Describe the bug
model.transcribe() mutates shared encoder state via freeze()/unfreeze() calls in _transcribe_on_begin()/_transcribe_on_end(), causing ValueError and AttributeError crashes when called concurrently from multiple threads.
Two distinct failure modes observed (98 crashes analyzed):
1. ValueError (97/98 crashes):
ValueError: Cannot unfreeze partially without first freezing the module with `freeze()`
Full traceback:
model.transcribe([file_path], timestamps=True)
→ nemo/collections/asr/parts/mixins/transcription.py:410 _transcribe_on_end()
→ nemo/collections/asr/models/rnnt_models.py:1035 super()._transcribe_on_end()
→ nemo/collections/asr/parts/mixins/transcription.py:795 self.encoder.unfreeze(partial=True)
→ nemo/core/classes/module.py:114 raise ValueError(...)
2. AttributeError (1/98 crashes):
AttributeError: 'ConformerEncoder' object has no attribute '_frozen_grad_map'
Same path but at module.py:124 — _frozen_grad_map deleted by another thread mid-iteration.
Race condition mechanism:
- Thread A calls
model.transcribe() → _transcribe_on_begin() calls self.encoder.freeze() → sets _frozen_grad_map
- Thread B calls
model.transcribe() concurrently → also calls self.encoder.freeze() → overwrites _frozen_grad_map
- Thread A finishes →
_transcribe_on_end() calls self.encoder.unfreeze(partial=True) → finds inconsistent state → ValueError
The AttributeError variant occurs when Thread B's unfreeze() deletes _frozen_grad_map while Thread A is reading it.

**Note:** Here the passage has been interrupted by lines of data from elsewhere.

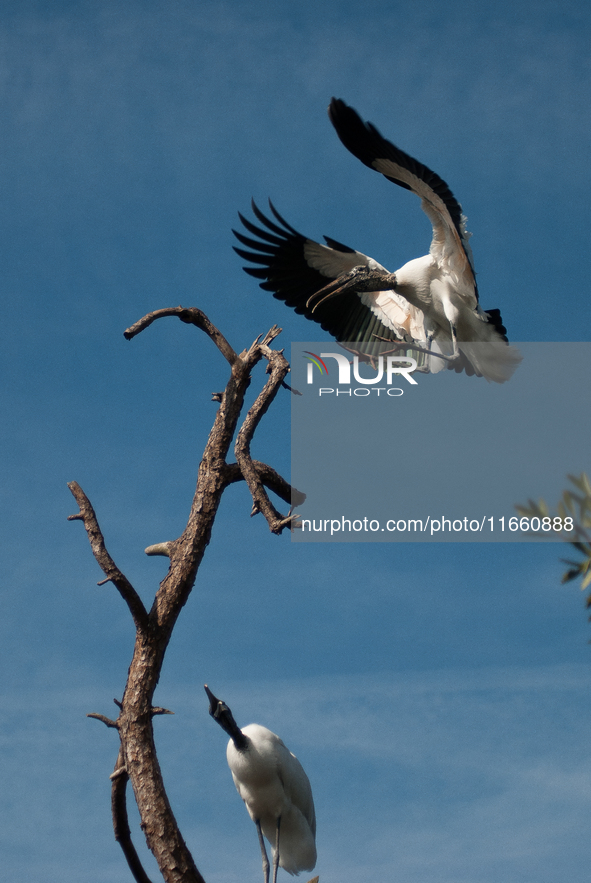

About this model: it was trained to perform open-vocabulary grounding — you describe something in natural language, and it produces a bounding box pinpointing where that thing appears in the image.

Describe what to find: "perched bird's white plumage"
[205,686,316,883]
[234,98,521,383]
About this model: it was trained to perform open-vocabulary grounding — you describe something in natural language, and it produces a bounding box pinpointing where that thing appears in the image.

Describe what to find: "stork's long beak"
[306,264,396,312]
[203,684,220,717]
[306,273,355,312]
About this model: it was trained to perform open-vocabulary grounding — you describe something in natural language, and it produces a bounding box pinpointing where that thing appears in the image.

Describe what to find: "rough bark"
[68,307,304,883]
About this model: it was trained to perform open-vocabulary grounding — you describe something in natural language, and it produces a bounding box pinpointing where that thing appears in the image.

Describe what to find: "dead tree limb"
[69,307,304,883]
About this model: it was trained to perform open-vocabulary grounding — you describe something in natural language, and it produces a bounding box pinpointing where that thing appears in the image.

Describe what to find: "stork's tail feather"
[458,340,523,383]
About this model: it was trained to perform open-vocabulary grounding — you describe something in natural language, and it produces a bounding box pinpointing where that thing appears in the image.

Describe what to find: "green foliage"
[515,472,591,607]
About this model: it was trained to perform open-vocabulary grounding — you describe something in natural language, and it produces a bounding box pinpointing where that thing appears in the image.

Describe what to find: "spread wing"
[233,202,425,342]
[328,98,478,309]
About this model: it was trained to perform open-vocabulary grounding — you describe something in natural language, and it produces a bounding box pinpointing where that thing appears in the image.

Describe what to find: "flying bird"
[233,98,521,383]
[205,685,316,883]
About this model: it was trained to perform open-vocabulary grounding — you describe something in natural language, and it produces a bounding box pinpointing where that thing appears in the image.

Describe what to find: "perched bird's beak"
[204,684,220,717]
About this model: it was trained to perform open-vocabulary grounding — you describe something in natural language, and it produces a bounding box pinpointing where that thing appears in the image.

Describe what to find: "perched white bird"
[233,98,521,383]
[205,685,316,883]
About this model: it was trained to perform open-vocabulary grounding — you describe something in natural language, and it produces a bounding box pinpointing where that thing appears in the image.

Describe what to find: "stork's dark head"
[205,684,247,751]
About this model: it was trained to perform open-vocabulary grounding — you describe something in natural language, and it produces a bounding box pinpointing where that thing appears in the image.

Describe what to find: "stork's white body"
[226,724,316,874]
[234,98,521,383]
[205,685,316,883]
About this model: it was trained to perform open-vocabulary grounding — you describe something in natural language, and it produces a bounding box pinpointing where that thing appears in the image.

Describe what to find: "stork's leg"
[273,816,281,883]
[255,819,269,883]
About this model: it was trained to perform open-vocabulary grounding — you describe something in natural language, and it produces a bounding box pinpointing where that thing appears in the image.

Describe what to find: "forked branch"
[69,307,304,883]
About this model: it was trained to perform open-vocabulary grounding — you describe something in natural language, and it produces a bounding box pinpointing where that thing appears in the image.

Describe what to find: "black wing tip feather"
[328,98,463,237]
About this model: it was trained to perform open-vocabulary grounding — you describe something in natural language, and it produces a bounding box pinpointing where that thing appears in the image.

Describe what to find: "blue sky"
[0,0,591,883]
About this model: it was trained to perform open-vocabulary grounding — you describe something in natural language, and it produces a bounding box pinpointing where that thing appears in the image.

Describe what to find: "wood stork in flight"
[233,98,521,383]
[205,684,316,883]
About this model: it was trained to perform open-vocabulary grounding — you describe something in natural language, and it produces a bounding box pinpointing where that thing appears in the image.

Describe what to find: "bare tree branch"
[69,307,304,883]
[111,749,152,883]
[123,307,238,365]
[222,460,306,508]
[235,338,300,533]
[68,481,148,628]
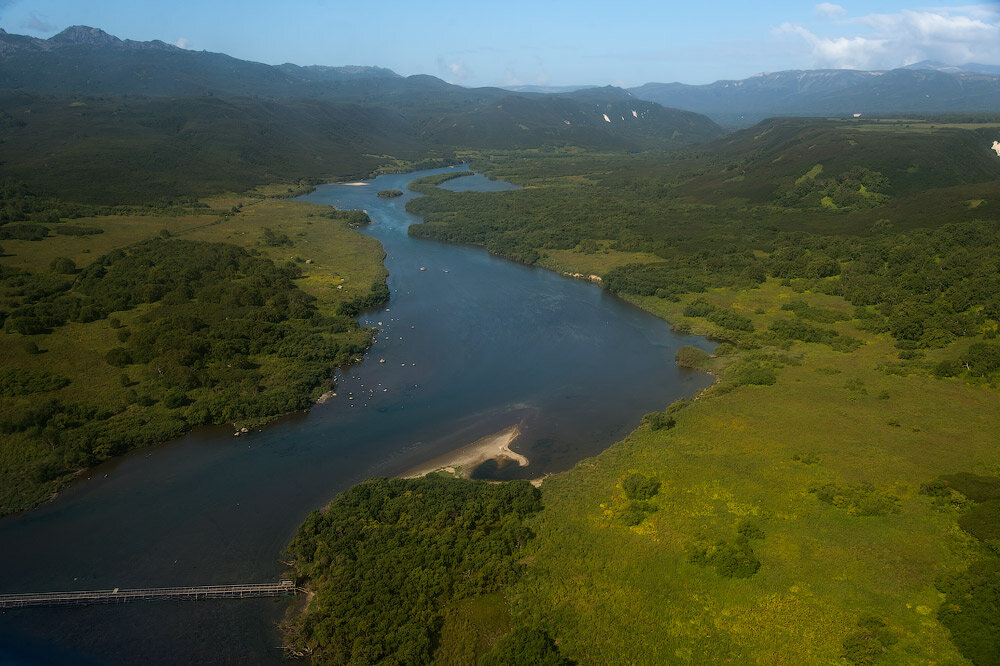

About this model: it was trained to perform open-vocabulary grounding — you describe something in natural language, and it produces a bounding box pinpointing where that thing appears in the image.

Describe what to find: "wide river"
[0,169,710,664]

Question for NeMo team: Is the freeze()/unfreeze() cycle in the transcribe path intentional behavior, or unintended? In #13988, @nithinraok asked "@titu1994 what is the reason behind unfreeze in transcription mixin?" — this was never answered.
Steps/Code to reproduce bug
Minimal self-contained reproduction:
import threading
import wave
import struct
import nemo.collections.asr as nemo_asr
# 1. Load model
model = nemo_asr.models.ASRModel.from_pretrained("nvidia/parakeet-tdt-0.6b-v3")
model = model.to(device="cuda")
model.eval()
# 2. Generate test audio (5s, 16kHz mono)
with wave.open("/tmp/test.wav", "w") as w:
w.setnchannels(1)
w.setsampwidth(2)
w.setframerate(16000)
w.writeframes(struct.pack("<80000h", *([0] * 80000)))
# 3. Launch concurrent transcriptions
errors = []
def worker(tid):
try:
model.transcribe(["/tmp/test.wav"], timestamps=True)
print(f"Thread {tid}: OK")
except Exception as e:
errors.append((tid, type(e).__name__, str(e)))
print(f"Thread {tid}: {type(e).__name__}")
threads = [threading.Thread(target=worker, args=(i,)) for i in range(10)]
for t in threads:
t.start()
for t in threads:
t.join()
print(f"\nResult: {len(errors)}/10 crashed")
# Expected: 0/10 crashed
# Actual: ~7-8/10 crashed (75-83% failure rate)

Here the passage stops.